Q-matrix validation is of increasing concern due to the significance and subjective tendency of Q-matrix construction in the modeling process. This research proposes a residual-based approach to empirically validate Q-matrix specification based on a combination of fit measures. The approach separates Q-matrix validation into four logical steps, including the test-level evaluation, possible distinction between attribute-level and item-level misspecifications, identification of the hit item, and fit information to aid in item adjustment. Through simulation studies and real-life examples, it is shown that the misspecified items can be detected as the hit item and adjusted sequentially when the misspecification occurs at the item level or at random. Adjustment can be based on the maximum reduction of the test-level measures. When adjustment of individual items tends to be useless, attribute-level misspecification is of concern. The approach can accommodate a variety of cognitive diagnosis models (CDMs) and be extended to cover other response formats.

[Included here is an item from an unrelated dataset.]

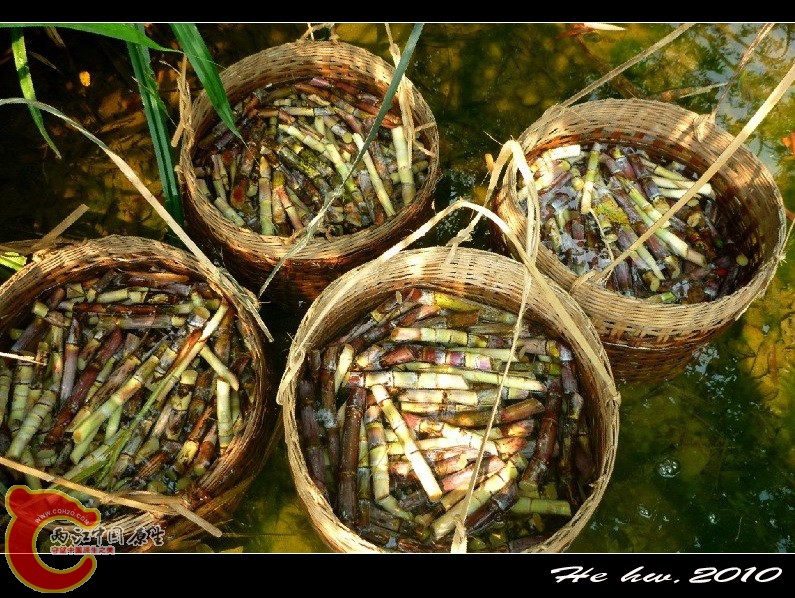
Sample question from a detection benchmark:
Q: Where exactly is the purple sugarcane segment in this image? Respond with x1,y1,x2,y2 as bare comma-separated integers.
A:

机译:由于Q矩阵构造在建模过程中的重要性和主观性,Q矩阵验证日益受到关注。这项研究提出了一种基于残差的方法,可以基于拟合量度的组合对Q矩阵规范进行经验验证。该方法将Q矩阵验证分为四个逻辑步骤,包括测试级别的评估,属性级别和项目级别的错误指定之间的可能区别,命中项目的标识以及适合项目调整的适合信息。通过仿真研究和实际示例,可以证明,当错误指定发生在项目级别或随机发生时,可以将错误指定的项目检测为热门项目并进行顺序调整。调整可以基于最大程度地减少测试级别的措施。当单个项目的调整趋于无用时,就需要关注属性级别的错误指定。该方法可以适应各种认知诊断模型(CDM),并可以扩展为涵盖其他响应格式。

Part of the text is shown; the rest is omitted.